Add time:09/25/2019         Source:sciencedirect.com

A new azo-ligand, 1,3-dimethyl-5-(p-carboxy-phenylazo)-6-aminouracil (H3L) containing 6-aminouracil (a biomolecule) and a carboxylic function (a potential linker) was synthesized. This ligand was then employed for complexation with Ni(II), resulting in the Ni(II)/Na(I) heterometallic {[NiNa2(μ-HL)2(μ-H2O)2(H2O)6]·6H2O}n (1) and Ni(II) homometallic {[Ni2(μ-HL)2(H2O)4]·5·.5H2O}n (2) 1D coordination polymers. These were obtained from similar reaction mixtures and conditions, except the type of the base (NaOH for 1 or KOH/Et3N for 2). Compounds 1 and 2 were characterized by single-crystal X-ray diffraction, UV-vis, NMR, and IR spectroscopy. Both the coordination polymers 1 and 2 show resembling zigzag chains that are topologically classified as 2-connected underlying nets with the 2C1 topology. In 1, the 1D metal-organic chains are further extended by intermolecular H-bonds, giving rise to a 3D H-bonded net; it is topologically described as a uninodal 6-connected net with the pcu topology. In solution, the 1D polymeric structures of both compounds disaggregate into monomeric Ni(II)-square-planar complex units [Ni(HL)2]2−, as evidenced by NMR and UV-vis spectroscopy studies. The magnetic properties of 2 were also investigated, indicating a dominant zero field splitting parameter D of the Ni(II) center.
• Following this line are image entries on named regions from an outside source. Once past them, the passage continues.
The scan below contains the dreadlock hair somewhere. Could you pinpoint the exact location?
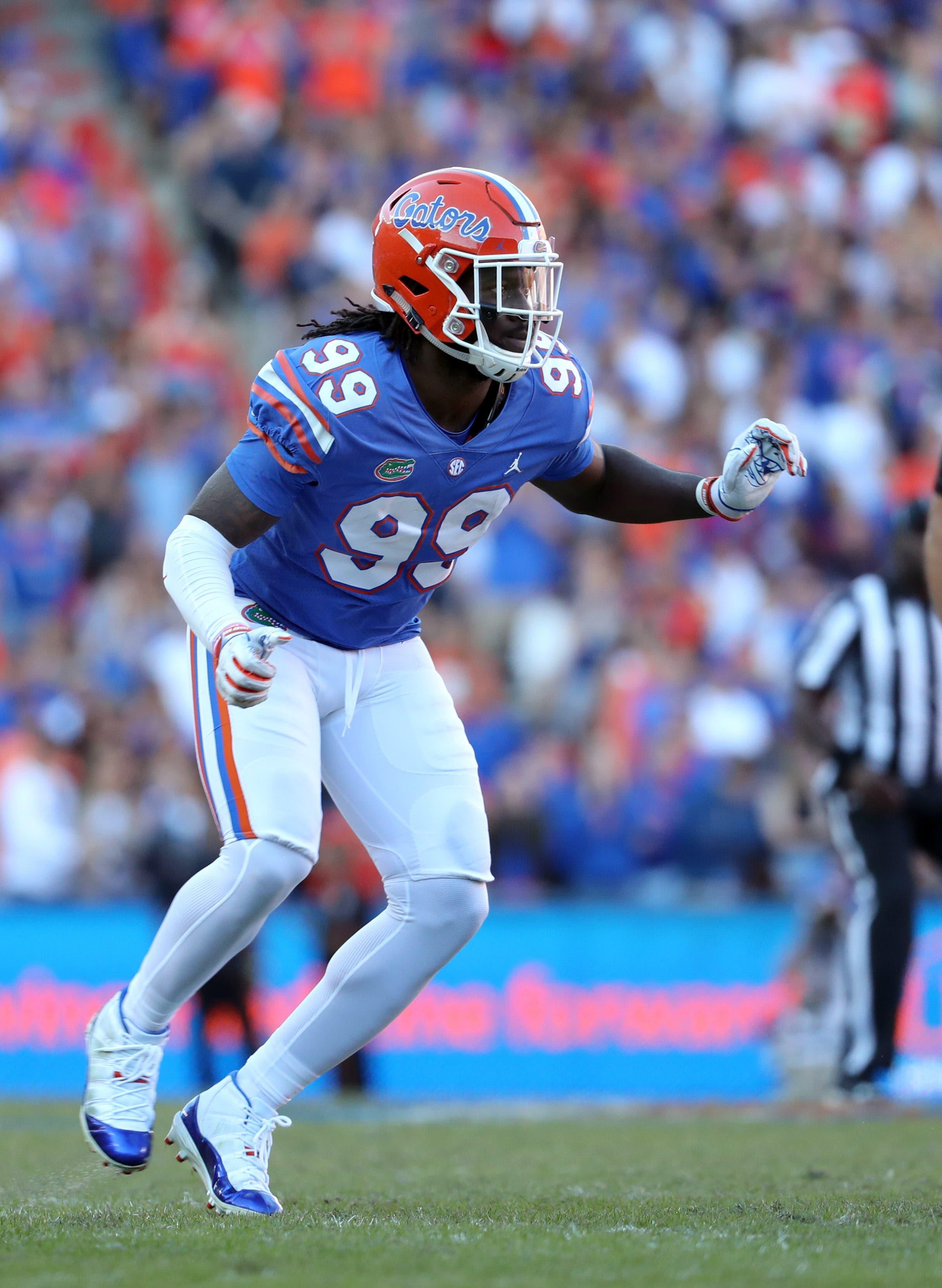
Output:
[298,296,420,354]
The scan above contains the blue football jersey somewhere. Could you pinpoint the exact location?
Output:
[227,332,591,649]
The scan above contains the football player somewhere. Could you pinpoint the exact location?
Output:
[81,169,805,1213]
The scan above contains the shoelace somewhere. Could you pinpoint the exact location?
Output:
[90,1042,164,1131]
[214,1109,291,1190]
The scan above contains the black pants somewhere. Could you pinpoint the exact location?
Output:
[826,789,942,1083]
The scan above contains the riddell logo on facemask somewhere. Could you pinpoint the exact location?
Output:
[372,456,415,483]
[393,192,491,242]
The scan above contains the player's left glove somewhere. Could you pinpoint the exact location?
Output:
[213,622,291,707]
[697,418,808,521]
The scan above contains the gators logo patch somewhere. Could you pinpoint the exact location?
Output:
[242,604,285,630]
[372,456,415,483]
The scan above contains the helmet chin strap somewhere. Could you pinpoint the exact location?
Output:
[420,326,528,385]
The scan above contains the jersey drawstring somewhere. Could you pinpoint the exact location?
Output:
[340,648,365,737]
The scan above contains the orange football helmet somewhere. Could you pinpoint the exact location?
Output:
[372,168,563,382]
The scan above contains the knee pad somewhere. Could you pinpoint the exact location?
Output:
[219,840,313,906]
[385,877,488,944]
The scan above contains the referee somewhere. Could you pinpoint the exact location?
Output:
[795,501,942,1099]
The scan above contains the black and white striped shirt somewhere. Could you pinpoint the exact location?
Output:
[795,573,942,787]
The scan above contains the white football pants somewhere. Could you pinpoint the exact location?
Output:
[124,616,491,1108]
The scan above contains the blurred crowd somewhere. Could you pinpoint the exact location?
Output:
[0,0,942,903]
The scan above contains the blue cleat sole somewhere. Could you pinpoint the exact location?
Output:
[164,1111,279,1216]
[79,1106,150,1176]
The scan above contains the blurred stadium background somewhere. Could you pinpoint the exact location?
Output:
[0,0,942,1099]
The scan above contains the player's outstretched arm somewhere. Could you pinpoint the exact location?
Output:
[533,420,808,523]
[164,465,291,707]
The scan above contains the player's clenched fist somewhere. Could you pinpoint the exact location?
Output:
[213,625,291,707]
[697,418,808,519]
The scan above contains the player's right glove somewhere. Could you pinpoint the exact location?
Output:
[697,416,808,521]
[213,622,291,707]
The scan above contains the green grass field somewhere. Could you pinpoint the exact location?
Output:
[0,1104,942,1288]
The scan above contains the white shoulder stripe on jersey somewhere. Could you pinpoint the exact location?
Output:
[258,362,334,454]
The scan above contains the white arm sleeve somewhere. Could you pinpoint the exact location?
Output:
[164,514,249,652]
The type of the base is important for tuning the selective formation of the desired product 1 or 2. Density functional theory (DFT) study justifies the experimental findings for a base-assisted selectivity between the compounds 1 or 2 by optimizing their structures at the PBE-D/DNP level of theory. The existence of agostic interactions between the CH bonds of the methyl groups of the coordinated HL2− moieties and the Ni centers in both structures is suggested by natural bond orbital (NBO) calculations at the M06-2X/6-31 + G∗ level of theory. The compound 1 proves to be a potential inhibitor of a bacterial virulence factor, pyocyanin.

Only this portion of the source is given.